Size Doesn’t Matter

Size Doesn’t Matter

Small spaces are challenging but can indeed be made into roomy, functional homes

Hong Kong is one of the few places on the planet where people discuss their flat size much the same way they discuss their salaries — assuming one broaches that touchy subject. The conversation usually begins with “How big is your place?” and after eliciting an answer, the follow-up is often, “Gross or net?”

When a new flat is purchased, most of us like to do some renovations to maximise its space and function and make sure it suits our personal lifestyle. Those of us who entertain at home want large kitchens and usable dining rooms.
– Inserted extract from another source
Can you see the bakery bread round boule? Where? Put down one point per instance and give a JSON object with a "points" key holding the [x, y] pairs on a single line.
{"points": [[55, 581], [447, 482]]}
If we’re selfemployed a second bedroom needs to be transformed into a working office. Kids are another matter again. But many of us rent our homes and don’t, or can’t, knock out walls. So how do we make 400 square feet — gross — work?
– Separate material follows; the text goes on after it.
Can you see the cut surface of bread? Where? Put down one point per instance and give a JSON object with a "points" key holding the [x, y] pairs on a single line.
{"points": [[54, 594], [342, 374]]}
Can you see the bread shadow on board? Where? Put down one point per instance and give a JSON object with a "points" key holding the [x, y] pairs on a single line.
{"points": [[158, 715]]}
Is it possible to create a sense of space without calling in the wrecking ball? Yes, according to designer Monique McLintock of Monique McLintock Interiors Ltd. There is little that will replace an actual 200 square feet, but decorating one’s home is all about making what you’ve got comfortable to live in. If that involves tricking the brain into somehow believing your 400 is 550, so be it. “Yes it is possible to open up a room without knocking down walls. A mirror can open up a space and provide a stunning effect, especially if it is floor to ceiling. A sole colour scheme also serves to broaden the space visually. You can add some colour accents in order to add some personality into the place but do not overdue it with the colours.”
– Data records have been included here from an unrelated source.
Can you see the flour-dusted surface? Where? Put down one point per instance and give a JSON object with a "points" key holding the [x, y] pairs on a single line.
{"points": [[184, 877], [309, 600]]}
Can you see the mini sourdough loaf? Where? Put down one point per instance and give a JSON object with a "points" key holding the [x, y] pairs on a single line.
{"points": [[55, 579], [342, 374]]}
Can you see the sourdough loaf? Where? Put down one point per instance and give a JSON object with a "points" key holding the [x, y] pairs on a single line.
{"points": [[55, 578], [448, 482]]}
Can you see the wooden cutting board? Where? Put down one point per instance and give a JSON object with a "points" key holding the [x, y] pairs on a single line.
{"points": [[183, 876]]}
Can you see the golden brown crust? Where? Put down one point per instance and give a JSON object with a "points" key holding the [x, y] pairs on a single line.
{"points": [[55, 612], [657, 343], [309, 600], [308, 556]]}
Those are simple enough solutions but none should be applied willy-nilly. One of the first things McLintock suggests keeping in mind is the idea that less is more. Among the biggest mistakes people make when self-decorating is, “Trying to put too many furniture pieces into the space and making furniture smaller in order to make it fit,” she begins. “It’s better to get a few stunning pieces and leave some space around the pieces so that they can breathe and be admired. Do be careful not to get the pieces so big that they drown the space.” That drowning can happen with accessories too. McLintock points out that too many knick-knacks and needless accoutrements “suffocate” the space and should be kept to a minimum. “Keep it simple and clutter free.”

Another option for making a small space big is in the choice of lighting. “Lighting can completely change the feel of an apartment,” declares McLintock. Few among us would dispute the value of “good” light in the home. Dim, soft lights are great for dinner parties but bright, natural light is ideal for every other room. If you’re lucky enough not to have a massive structure beside you the task is simple. For the rest of us, it takes work, particularly when building management normally will not allow installation of larger windows. “You want to make the apartment as light as possible … so the next best option is to put up extra lighting. If you do not want to pay the extra expense of putting extra lights in the ceilings then add some stylish lamps. Use different types of lighting to create dramatic differences in the ambience or atmosphere of the space,” McLintock explains.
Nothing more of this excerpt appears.